She was shy. That’s what Rico told us the day she became his sister. But she could read. There was nothing wrong with her.
 
 But just because we knew that didn’t mean everyone else did. Some of our classmates laughed at her and Rico had fought every single one of them at lunch or after school. And man, Ms. Drew really loved writing him up for that.
 
 “I saved you for last, please read your paragraph, Harlow. We don’t have all day.”
 
 For the first time, Harlow stopped making intense eye contact with the words in front of her and peeked up at the teacher.
 
 “I’m s-sorry, I don’t know what it says.”
 
 Ms. Drew sighed, loud and dramatic, before shaking her head. “Is there anybody else that can read the passage?”
 
 A hand near the front shot into the air while Harlow shoved her hand under her chin beside me.
 
 I probably wasn’t supposed to see the tear that hit the page a minute later, but I did and my hatred for Ms. Drew grew.
 
 “What did she say?”
 
 We all closed in on Harlow when she walked out of the classroom ten minutes after we had for the day.
 
 It should be a crime to make a student stay late on Friday, but our teacher was the devil so nothing she did surprised me anymore.
 
 Harlow’s eyes widened before she found her voice. She was the type of person you had to be looking at to know she was talking.
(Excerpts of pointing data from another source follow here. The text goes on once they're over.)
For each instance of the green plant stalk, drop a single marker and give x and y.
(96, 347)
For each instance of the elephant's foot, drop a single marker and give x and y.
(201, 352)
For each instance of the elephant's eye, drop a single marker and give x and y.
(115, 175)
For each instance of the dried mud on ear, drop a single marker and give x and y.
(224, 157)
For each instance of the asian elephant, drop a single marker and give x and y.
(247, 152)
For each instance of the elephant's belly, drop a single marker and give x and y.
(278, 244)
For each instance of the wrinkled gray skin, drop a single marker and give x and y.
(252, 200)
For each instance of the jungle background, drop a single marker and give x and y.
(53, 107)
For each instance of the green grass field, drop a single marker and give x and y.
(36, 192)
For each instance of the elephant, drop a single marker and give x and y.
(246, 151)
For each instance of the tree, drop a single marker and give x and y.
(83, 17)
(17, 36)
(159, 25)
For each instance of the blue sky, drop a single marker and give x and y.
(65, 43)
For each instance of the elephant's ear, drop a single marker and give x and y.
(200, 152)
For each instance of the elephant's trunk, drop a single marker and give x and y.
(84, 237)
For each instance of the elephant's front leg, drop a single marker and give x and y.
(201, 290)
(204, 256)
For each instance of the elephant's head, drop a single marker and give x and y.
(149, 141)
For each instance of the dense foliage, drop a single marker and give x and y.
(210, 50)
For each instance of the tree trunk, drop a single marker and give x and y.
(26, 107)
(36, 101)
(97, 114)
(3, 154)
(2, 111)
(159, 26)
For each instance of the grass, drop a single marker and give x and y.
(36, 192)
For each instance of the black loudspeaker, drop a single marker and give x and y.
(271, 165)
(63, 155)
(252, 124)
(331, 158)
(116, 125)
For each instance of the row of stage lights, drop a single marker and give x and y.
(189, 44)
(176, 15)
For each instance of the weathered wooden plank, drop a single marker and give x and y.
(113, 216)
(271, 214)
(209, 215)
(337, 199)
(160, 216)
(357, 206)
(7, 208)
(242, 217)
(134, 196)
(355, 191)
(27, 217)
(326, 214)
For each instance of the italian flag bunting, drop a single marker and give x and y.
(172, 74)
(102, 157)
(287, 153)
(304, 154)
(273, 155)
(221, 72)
Everything that came out of her mouth sounded like a whisper.
 
 She sniffed and wiped over the tear tracks on her cheek. “She said she’s going to write on my progress report that I need reading intervention until my grade comes up. She said she’s going to meet with my mom to get permission to keep me inside during recess.”
 
 Harlow was a tiny little thing and watching her shoulders shake when she began to cry changed something in my nine-year-old brain. I hated seeing her like that. Never wanted to see her like that again.
 
 “That’s BS,” Soul groaned. He never did tell us whatBSmeant, but he made it sound like something awful. I was convinced he’d heard his older brother say it and hadn’t turned back.
 
 Silently, Rico slung an arm around her shoulders as we began the walk home. On Fridays we went to Soul’s house, so I hiked my backpack higher on my shoulder and prepared for the longer walk across the Cove.
 
 Soul instinctively took Harlow’s backpack off her back and carried it by the top loop as we all fell in stride together.
 
 “But you can read,” Soul pointed out. “Just because you don’t want to read out loud during class shouldn’t mess up your grade.”
 
 I had to strain to hear her reply.
 
 “I told her that!” She raised her voice, but it just sounded like everyone else’s speaking voice. “Then she said something about participation points. Rico, I don’t want to fail third grade!”
 
 She hid her face in his armpit and cried some more.
 
 Rico stopped walking and my steps stuttered so I wouldn’t pass them.
 
 He looked helpless holding his sister’s face in his hand. “Hey, stop crying.”
 
 “B-but everybody thinks I’m not smart.”
 
 “Who cares?” Soul hissed, tugging one of her pigtails. “We’re the only ones who matter. You’re the smartest person out of all of us.”
 
 Harlow wiped her tears with the back of her hand and looked at Soul like she didn’t believe him.
 
 He tugged her hair again. “Come on, my mom said we can all have a slice of the chocolate cake she made for our afterschool snack!”
 
 He started running up the street and turned around with a huge smile on his face while we jogged to catch up.
 
 Once we were at his house, his mom Gina herded us to the kitchen sink and watched us wash our hands before she pulled the chocolate cake out of the fridge.
 
 I sat silently at the kitchen table until an idea popped into my head.